[Home]

Summary:ASTERISK-03246: [patch] Race condition in zaptel.c causes a kernel panic & fix
Reporter:klictel (klictel)Labels:
Date Opened:2005-01-10 15:09:13.000-0600Date Closed:2008-06-07 10:47:21
Priority:CriticalRegression?No
Status:Closed/CompleteComponents:Core/General
Versions:Frequency of
Occurrence
Related
Issues:
Environment:Attachments:( 0) diff.txt
( 1) diff.txt
( 2) mydiff.txt
( 3) panic.txt
Description:Environment: Dual xeon servers (Dell 2850 or Vision),
            Asterisk 1.0.3 or latest CVS, Redhat enterprise ES3 update 3 or latest stock kernel 2.4.28, or fedora 2.6 kernel,
            TE410P

Kernel Panic trace: Attached file panic.txt

When Zaptel/Asterisk receives a high number of simultaneous calls, the pointer chan->curtone can become NULL while the function __zt_getbuf_chunk() tries to use it (line 4848). It might seem impossible since this condition is tested right above that line, but it does happen that between the time the test 'if (ms->curtone &&...' is performed and the time curtone is used, it gets set to NULL by the function zt_chan_ioctl() (line 4099). Examinig the code, you notice that no lock on the chan is performed during that operation. The calls to __zt_getbuf_chunk() are all within lock/unlock. By simply adding the protection in zt_chan_ioctl(), we eliminated the problem. Here is the fix:
4098a4099
>               spin_lock_irqsave(&chan->lock, flags);
4099a4101
>               spin_unlock_irqrestore(&chan->lock, flags);



****** ADDITIONAL INFORMATION ******

For the last three monthes we have been suffering kernel panics occuring at one of our clients site. Even though our own servers handle a higher volume of calls than his, we never experienced such a problem ourselfs. The particularity of their environment is that their call center does not receive the calls in a uniform manner through out the day, but in very high bursts. During a very short period of time (5 minutes) their call center is practically bombarded with calls, and the kernel panic always occured during such peaks, around once a day.

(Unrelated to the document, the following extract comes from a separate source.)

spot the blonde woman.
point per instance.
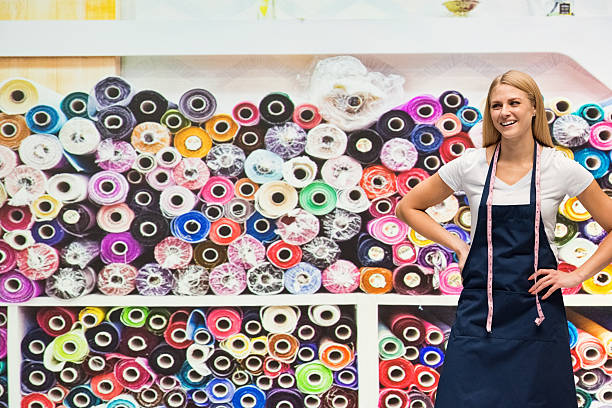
(509, 346)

We were able to reproduce the scenario the following way:
We prepared two asterisk servers with TE410P, one for generating the calls and the second for receiving them (Asterisk A generates and Asterisk B receives). We connected the spans with four crossover cables (span1 to span1, span2 to span2, ... ). On *A we generated the calls by repeatedly dumping a large number of call files (100) in outgoing. I know it is not the best way for generating outbounds, but it did the job for our tests. What is important is dumping the files at the same time, and not sequentially with a delay in between. We need to have *B trying to accept the 96 calls simultaneously. We configured the channels as FXOKS on *A and FXSKS on *B.

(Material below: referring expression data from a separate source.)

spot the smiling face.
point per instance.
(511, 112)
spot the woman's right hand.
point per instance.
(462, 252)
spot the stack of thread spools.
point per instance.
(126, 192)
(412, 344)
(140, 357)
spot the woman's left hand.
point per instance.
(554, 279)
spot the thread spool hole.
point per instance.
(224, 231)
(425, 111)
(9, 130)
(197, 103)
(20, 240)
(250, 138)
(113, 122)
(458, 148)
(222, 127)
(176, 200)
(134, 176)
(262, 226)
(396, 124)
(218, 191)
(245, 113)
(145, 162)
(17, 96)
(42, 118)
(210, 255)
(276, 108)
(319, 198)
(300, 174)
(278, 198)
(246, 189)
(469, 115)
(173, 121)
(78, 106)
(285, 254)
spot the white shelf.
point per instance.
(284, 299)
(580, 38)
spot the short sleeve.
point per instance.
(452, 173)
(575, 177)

We were able to reproduce the kernel panic at will, with the first batch of 96 calls sent at once. We connected a NULL modem to capture the full trace of the panic (attached). After the change to zaptel.c, we let it run for 24 hours without a problem. Please note that the kernel panic only occures on the servers receiving the calls, not the one generating the calls.
Comments:By: Brian West (bkw918) 2005-01-10 15:12:26.000-0600

attach a diff -u please.

By: klictel (klictel) 2005-01-10 15:30:32.000-0600

I had the diff at the end of the Description field. Here it is:

4098a4099
> spin_lock_irqsave(&chan->lock, flags);
4099a4101
> spin_unlock_irqrestore(&chan->lock, flags);

By: Mark Spencer (markster) 2005-01-10 16:03:46.000-0600

We need "diff -u" not just diff....

By: klictel (klictel) 2005-01-10 16:32:37.000-0600

here is the diff -u... sorry for that...

--- zaptel.c.ori        2005-01-10 17:28:49.635373128 -0500
+++ zaptel.c    2005-01-10 17:30:19.848658624 -0500
@@ -4096,7 +4096,9 @@
               /* if no span, just do nothing */
               if (!chan->span) return(0);
               /* if dialing, stop it */
+               spin_lock_irqsave(&chan->lock, flags);
               chan->curtone = NULL;
+               spin_unlock_irqrestore(&chan->lock, flags);
               chan->dialing = 0;
               chan->txdialbuf[0] = '\0';
               chan->tonep = 0;

By: twisted (twisted) 2005-01-10 18:58:42.000-0600

please attach a diff -u in the same fashon you attached the normal diff.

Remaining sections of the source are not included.